Rates of evolutionary change can be accurately determined, and thus the timing of major evolutionary developments can be calculated.
I don’t think anyone would dispute the fact that massive volcanic eruptions have the ability to perturb global weather patterns. How much cooling is a matter of debate. A paper from 1990 sums things up nicely; the general view hasn’t changed much over the past decade:
For the Toba eruption, Sigurdsson suggests that there was a 2-4 degree C drop in average global temperatures, although there’s apparently a problem in trying to separate the effects of the eruption from the glacial conditions that already existed at that time. In my view, if the eruption’s effects can hardly be separated from longer-term climae variability, the “doomsday” scenario that some geologists present (e.g., Mike Rampino of NYU) does not seem very likely. (Side note: Prof. Rampino’s research focus is on mass extinctions and catastrophic events, so he’s not exactly viewing the Toba event with an unbiased eye.)
As for rates of evolution - molecular systematics studies are fascinating with respect to the evolutionary relationships that they can reveal. However, if you want to know when two species diverged in time, and not just on a cladogram, you have to start making assumptions about the average rate of mutation for the genetic markers that you’re using. One can attempt to make reasonable estimates, but it is a huge leap to assume that mutation rates are reliably static over the interval of interest to you.
Another thing… Prof.

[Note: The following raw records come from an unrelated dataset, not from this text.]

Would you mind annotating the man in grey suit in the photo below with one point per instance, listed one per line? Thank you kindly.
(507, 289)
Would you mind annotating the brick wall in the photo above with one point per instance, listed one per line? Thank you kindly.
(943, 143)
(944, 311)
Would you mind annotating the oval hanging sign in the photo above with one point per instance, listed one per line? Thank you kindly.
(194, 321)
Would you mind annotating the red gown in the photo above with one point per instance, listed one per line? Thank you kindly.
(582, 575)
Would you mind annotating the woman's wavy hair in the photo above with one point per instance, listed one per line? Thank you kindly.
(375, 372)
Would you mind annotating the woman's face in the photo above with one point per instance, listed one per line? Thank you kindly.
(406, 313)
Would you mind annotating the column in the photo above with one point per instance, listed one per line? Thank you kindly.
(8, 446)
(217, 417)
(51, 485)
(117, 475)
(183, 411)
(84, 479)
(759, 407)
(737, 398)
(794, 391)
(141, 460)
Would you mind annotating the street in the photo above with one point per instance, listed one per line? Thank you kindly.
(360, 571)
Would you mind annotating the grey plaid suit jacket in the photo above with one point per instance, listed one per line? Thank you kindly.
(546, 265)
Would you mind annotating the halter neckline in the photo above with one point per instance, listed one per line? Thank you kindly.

Rampino and his anthropologist colleague, Stanley Ambrose, have calculated a population crash of Homo down to 10,000 in the aftermath of Toba. I haven’t read their paper, but presumably they are estimating the size of the population based upon maternal lineages (through mitochondrial DNA). However, it is not clear to me whether either scientist has considered all those Homo lineages that could have survived Toba but died out sometime later from other causes.
In sum, the silence you’ve noticed IMHO relates to the huge uncertainties involved.